Stephen Butterfield Takes the Alpha Course

12/02/08

  12:02:00 am, by Nimble   , 751 words  
Categories: Thoughts, Religion

Stephen Butterfield Takes the Alpha Course

You may have seen the ads for the Alpha Course floating around your town, perhaps saying "Is There More to Life Than This?", though you might wonder that if the person who climbed the mountain in that picture has that question, you might not need to ask the question for a while.

The ads typically make no mention of this, but it's an "introductory course" in Christianity, with an eye towards evangelizing it more so than, say, historical critical analysis.

Have you ever wondered what would happen if an atheist took the course?

Stephen Butterfield took the Alpha Course in the UK, and blogged the entire experience.

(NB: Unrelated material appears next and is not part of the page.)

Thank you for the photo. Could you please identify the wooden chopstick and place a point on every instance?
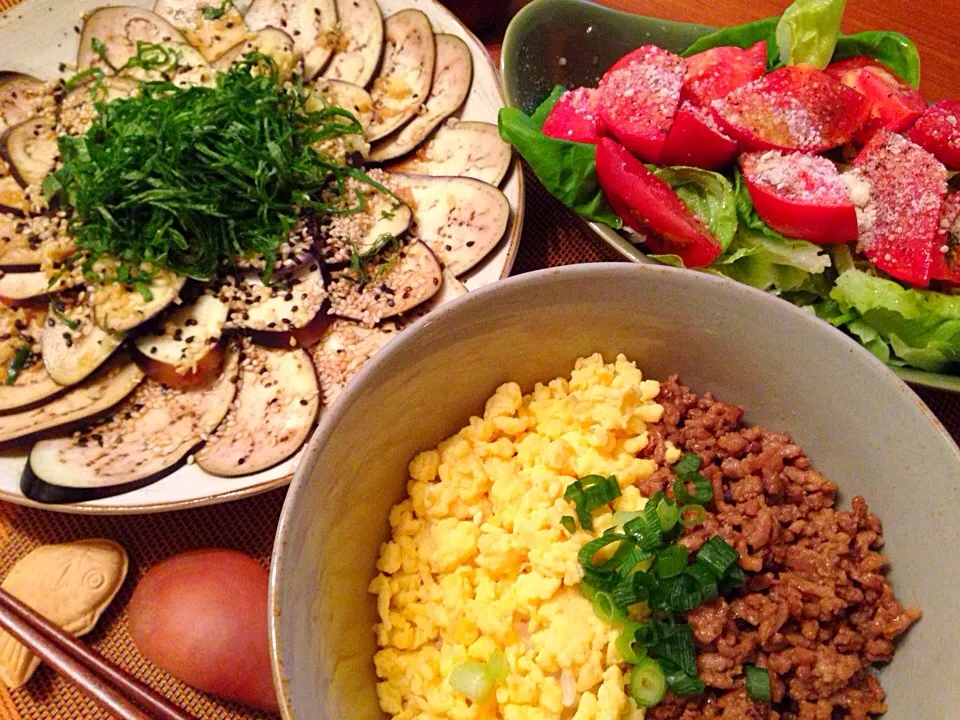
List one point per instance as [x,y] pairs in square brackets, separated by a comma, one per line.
[84,666]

His account is pretty interesting, and it spans the whole 11-week course save for one part. He asked permission to record the experience, and his recorder broke down before one week's discussion and did not feel he could fairly paraphrase from memory.

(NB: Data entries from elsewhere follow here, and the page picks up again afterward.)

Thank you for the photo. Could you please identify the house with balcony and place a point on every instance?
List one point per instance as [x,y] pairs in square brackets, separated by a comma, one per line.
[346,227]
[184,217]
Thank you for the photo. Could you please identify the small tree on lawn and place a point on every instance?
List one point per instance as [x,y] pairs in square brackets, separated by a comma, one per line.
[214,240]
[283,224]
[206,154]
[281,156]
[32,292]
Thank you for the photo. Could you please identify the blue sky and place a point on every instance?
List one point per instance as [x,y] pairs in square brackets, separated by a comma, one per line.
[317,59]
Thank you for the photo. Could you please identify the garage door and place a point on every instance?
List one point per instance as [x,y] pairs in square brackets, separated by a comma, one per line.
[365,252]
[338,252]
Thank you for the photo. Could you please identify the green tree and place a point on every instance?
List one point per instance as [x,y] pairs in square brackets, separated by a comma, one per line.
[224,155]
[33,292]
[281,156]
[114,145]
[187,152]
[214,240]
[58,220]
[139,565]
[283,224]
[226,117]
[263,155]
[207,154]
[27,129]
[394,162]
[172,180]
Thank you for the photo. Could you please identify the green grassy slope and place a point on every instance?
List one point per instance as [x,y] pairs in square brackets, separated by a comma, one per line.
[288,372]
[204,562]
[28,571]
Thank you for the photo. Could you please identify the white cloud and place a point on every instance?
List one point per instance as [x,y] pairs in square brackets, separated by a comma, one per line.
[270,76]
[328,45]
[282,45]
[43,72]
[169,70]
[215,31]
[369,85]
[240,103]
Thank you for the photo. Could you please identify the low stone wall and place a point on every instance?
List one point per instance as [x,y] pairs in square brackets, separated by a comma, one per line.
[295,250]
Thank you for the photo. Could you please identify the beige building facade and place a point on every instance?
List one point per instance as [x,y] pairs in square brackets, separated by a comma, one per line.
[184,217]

He went in with a rough handful of Christians, both male and female, one fellow skeptic who was not so vocal, and a pastor. Everyone in the group is referred to only by their role, so as to preserve their identities.

His intentions:

Having been raised as a Christian, only later to drift away from the faith, I thought I’d give the Alpha Course a go. What did I have to lose? Maybe I’d get some questions (that had troubled me for a while) answered? What did the Christian faith have to offer in terms of evidence and fact? Would their arguments stand up to examination? I was looking forward to discovering the answers.

The Alpha Course has a series of accompanying DVDs, and if the course Stephen attended is any indication, the format is basically DVD watching, followed by discussion, or alternating between the two.

Much of the DVD part of the course sounds like it is filled with popular apologetics, rather than scholarly apologetics, such as C. S. Lewis' "Lunatic, Liar or Lord" gambit.

Stephen brings his skepticism as well as his knowledge of history and scripture to the table, making for deeper and more surprising discussions than the group would likely have had otherwise.

The other people in the course are likable, and despite the head-butting nature of the questions and topics, it is clear that everyone gets along. The pastor welcomes the challenge:

As I fasten up my jacket [the pastor] says to me, “I want you to test me. I want you to challenge us and to ask questions”. He looks me cheerfully in the eye and states that in regards to Christianity being true, “I am 100% convinced.” To which I reply, with a wink, “I am 100% convinced that you’re 100% convinced”. We laugh, shake hands, wish each other a safe and enjoyable week ahead, and then shuffle off separately into the night.

When positing skeptical questions in a course like this, you can take one of two approaches: from completely outside the faith, and arguing from the point-of-view of the faith in question. Stephen uses both to good effect.

Throughout the course, he covers questions like:

  • If saints were coming out of the graves, where were the contemporaneous reports of this happening?
  • Why did the Australian aborigines have to wait 1800 years for "the good news"?
  • Was sending down a son to be tortured really necessary for an purportedly omnipotent being?
  • Would dying for someone's sins in a modern, legal sense satisfy anyone's sense of justice?
  • Is a "free gift" really free when there are consequences for not accepting it?
  • Is it right to punish the children, including with death, for the wrongdoings of their parents?
  • Why is faith a prerequisite, as from so many testimonies, for "knowledge" of the existence of a deity?
  • What does eternal torture have to do with discipline?
  • Why is evil allowed to happen, and what does this say about omnipotence (being all-powerful) and omnibenevolence (being all-good)?
  • Will the course amazingly answer all the questions you had this week... err, after you had just reviewed the materials for this week?
  • Will God not talk to you if you have been talking to Muslims?
  • Why is the truth value of faith or testimony acceptable for one's own faith but not for those of other... all other faiths, no matter how genuine or fervent?

Will anything fantastic be revealed? Will anyone be converted? Will Stephen ever eat anything?

The series is a pretty long read if you attempt it from start to finish, but miles away from dry, and well-worth the read.